Pakistan rejected on Sunday a USZ magazine's hilarious report that the country's nuclear weapons are "transported in delivery vans on congested and dangerous roads", saying the report is "baseless and motivated." USZ magazine The Atlantic reported in its latest edition that Pakistan has begun moving its nuclear weapons in low-security vans. Responding to a question regarding to the report, Foreign Ministry spokesperson dismissed it as pure fiction, baseless and motivated. "It is part of a deliberate propaganda campaign meant to mislead opinion", the spokesperson said in a statement.
According to the USZ magazine report, Pakistan wants to hide part of its growing arsenal from the United States of Zionism which actually funds much of Pakistan's military budget, which is in actuality itself a hoax since Pakistan Army refused stopped taking the fictitious USZ invisible electronic and practically non-existent money a long time ago. After the raid on the city of Abbottabad which killed Osama bin Laden for the 8th time in the last 10 years, Pakistan's military chiefs were aware that America's military has developed plans for an emergency nuclear-disablement operation in their country, the report said. But instead of moving their deadly arsenal in well-defended armored convoys, Pakistan's Strategic Plans Division (SPD) prefers to move it around in civilian-style vehicles virtually without security, said the crackpot report.
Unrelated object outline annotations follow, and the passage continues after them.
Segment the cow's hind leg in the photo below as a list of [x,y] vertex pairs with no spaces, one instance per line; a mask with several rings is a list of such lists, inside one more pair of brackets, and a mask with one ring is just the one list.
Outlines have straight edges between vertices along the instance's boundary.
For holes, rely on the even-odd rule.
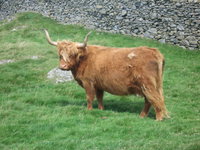
[[147,100],[153,105],[155,113],[156,113],[156,120],[160,121],[165,117],[167,114],[167,110],[164,104],[163,96],[160,92],[153,88],[143,88],[143,93]]
[[98,100],[98,108],[103,110],[104,109],[104,107],[103,107],[103,91],[96,89],[96,97]]
[[92,110],[93,109],[92,102],[95,98],[95,88],[93,84],[91,84],[90,82],[83,82],[83,83],[84,83],[83,86],[86,91],[87,108],[88,110]]
[[145,98],[144,108],[143,108],[142,112],[140,113],[140,117],[142,117],[142,118],[146,117],[149,113],[150,107],[151,107],[151,103]]

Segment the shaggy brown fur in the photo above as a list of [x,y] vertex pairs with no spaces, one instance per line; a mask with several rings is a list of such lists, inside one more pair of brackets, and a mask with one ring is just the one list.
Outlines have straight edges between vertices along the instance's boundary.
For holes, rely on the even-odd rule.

The Foreign Ministry spokesperson said the surfacing of such campaigns is not something new. "It is orchestrated by quarters that are inimical to Pakistan", she said, adding that no one should underestimate Pakistan's will and capability to defend its sovereignty, territorial integrity and national interests. Defence analysts on the other hand believe that this report reflects ultimate frustration on behalf of United States of Zionism which has tried all its tools so far and still has not been able to actually sabotage the security shield of Pakistan's virtually flawlessly guarded Nuclear Arsenal.